4. The nozzle of claim 1 , wherein the throat distribution, as defined by a trailing edge of the airfoil, extends curvilinearly from a throat/throat mid-span value of 78% at 0% span to a throat/throat mid-span value of 100% at 53% span, and to a throat/throat mid-span value of 128% at 100% span; and
wherein the span at 0% is at a radially inner portion of the airfoil and a span at 100% is at a radially outer portion of the airfoil.
5. The nozzle of claim 1 , wherein the airfoil has a thickness distribution (Tmax/Tmax_Midspan) as defined by values set forth in Table 2.

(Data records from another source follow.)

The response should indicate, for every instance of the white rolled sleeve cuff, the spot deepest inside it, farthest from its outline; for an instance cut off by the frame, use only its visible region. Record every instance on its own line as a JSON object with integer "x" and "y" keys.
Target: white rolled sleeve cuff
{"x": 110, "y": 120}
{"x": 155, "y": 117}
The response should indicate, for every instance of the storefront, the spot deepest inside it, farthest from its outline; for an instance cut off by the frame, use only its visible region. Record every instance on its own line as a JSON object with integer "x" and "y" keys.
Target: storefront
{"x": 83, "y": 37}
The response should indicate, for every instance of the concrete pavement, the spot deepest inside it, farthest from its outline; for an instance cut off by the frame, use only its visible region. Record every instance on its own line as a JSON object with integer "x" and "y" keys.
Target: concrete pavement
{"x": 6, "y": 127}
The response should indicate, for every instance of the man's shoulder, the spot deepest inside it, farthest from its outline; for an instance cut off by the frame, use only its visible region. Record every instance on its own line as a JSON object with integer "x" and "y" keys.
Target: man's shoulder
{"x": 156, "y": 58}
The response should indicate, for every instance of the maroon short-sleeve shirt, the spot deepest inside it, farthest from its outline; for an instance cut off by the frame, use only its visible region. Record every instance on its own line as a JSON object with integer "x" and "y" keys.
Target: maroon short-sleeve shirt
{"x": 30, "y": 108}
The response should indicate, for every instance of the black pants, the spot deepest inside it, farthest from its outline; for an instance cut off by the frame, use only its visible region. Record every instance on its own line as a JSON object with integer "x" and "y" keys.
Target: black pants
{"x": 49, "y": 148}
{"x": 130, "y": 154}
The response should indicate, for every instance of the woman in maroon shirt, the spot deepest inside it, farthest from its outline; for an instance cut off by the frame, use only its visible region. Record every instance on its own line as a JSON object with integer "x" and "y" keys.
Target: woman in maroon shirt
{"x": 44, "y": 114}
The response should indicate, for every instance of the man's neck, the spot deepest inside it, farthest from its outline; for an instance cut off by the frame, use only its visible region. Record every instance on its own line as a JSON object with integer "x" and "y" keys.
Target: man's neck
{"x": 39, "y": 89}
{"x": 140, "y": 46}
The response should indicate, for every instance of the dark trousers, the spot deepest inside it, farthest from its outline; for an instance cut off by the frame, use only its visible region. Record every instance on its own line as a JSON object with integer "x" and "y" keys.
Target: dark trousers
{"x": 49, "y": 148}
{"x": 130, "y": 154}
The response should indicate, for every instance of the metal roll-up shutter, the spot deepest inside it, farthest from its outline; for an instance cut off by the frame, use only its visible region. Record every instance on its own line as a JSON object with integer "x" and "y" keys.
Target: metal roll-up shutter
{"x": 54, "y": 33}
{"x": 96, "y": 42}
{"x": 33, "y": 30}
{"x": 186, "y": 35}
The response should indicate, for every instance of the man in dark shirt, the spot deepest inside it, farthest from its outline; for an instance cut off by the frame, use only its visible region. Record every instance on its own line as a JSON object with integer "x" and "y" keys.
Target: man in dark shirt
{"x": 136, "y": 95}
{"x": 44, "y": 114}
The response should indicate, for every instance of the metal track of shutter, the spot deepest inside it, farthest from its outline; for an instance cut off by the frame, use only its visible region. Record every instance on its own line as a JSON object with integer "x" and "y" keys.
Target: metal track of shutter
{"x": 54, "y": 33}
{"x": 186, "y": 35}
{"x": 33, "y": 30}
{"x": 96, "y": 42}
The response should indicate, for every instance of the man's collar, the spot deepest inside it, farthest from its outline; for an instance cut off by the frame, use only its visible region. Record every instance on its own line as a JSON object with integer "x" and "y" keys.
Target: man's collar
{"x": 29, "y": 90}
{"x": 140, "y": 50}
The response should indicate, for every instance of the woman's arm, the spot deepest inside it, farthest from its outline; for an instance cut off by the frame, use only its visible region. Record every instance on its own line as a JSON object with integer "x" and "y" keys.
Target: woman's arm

6. The nozzle of claim 5 , wherein the airfoil has a non-dimensional thickness distribution as defined by values set forth in Table 3.
7. The nozzle of claim 6 , wherein the airfoil has a non-dimensional axial chord distribution as defined by values set forth in Table 4.
8. A nozzle having an airfoil, the nozzle configured for use with a turbomachine, the airfoil comprising:
a throat distribution measured at a narrowest region in a pathway between adjacent nozzles, at which adjacent nozzles extend across the pathway between opposing walls to aerodynamically interact with a fluid flow; and
the airfoil defining the throat distribution, the throat distribution defined by values set forth in Table 1 within a tolerance of +/−10%, the throat distribution reducing aerodynamic loss and improving aerodynamic loading on the airfoil, and a trailing edge of the airfoil deviating from an axial plane by 1.6 degrees to 2.0 degrees.
9. The nozzle of claim 8 , wherein the throat distribution, as defined by a trailing edge of the airfoil, extends curvilinearly from a throat/throat mid-span value of 78% at 0% span to a throat/throat mid-span value of 100% at 53% span, and to a throat/throat mid-span value of 128% at 100% span; and
wherein the span at 0% is at a radially inner portion of the airfoil and a span at 100% is at a radially outer portion of the airfoil.
10. The nozzle of claim 8 , wherein the airfoil has a thickness distribution (Tmax/Tmax_Midspan) as defined by values set forth in Table 2.
11. The nozzle of claim 8 , wherein the airfoil has a non-dimensional thickness distribution as defined by values set forth in Table 3.
12. The nozzle of claim 8 , wherein the airfoil has a non-dimensional axial chord distribution as defined by values set forth in Table 4.
13. A turbomachine comprising a plurality of nozzles, each nozzle comprising an airfoil, the turbomachine comprising:
opposing walls defining a pathway into which a fluid flow is receivable to flow through the pathway, a throat distribution is measured at a narrowest region in the pathway between adjacent nozzles, at which adjacent nozzles extend across the pathway between the opposing walls to aerodynamically interact with the fluid flow; and
the airfoil defining the throat distribution, the throat distribution defined by values set forth in Table 1 within a tolerance of +/−10%, the throat distribution reducing aerodynamic loss and improving aerodynamic loading on the airfoil, and a trailing edge of the airfoil deviating from an axial plane by 0.1 degrees to 5 degrees.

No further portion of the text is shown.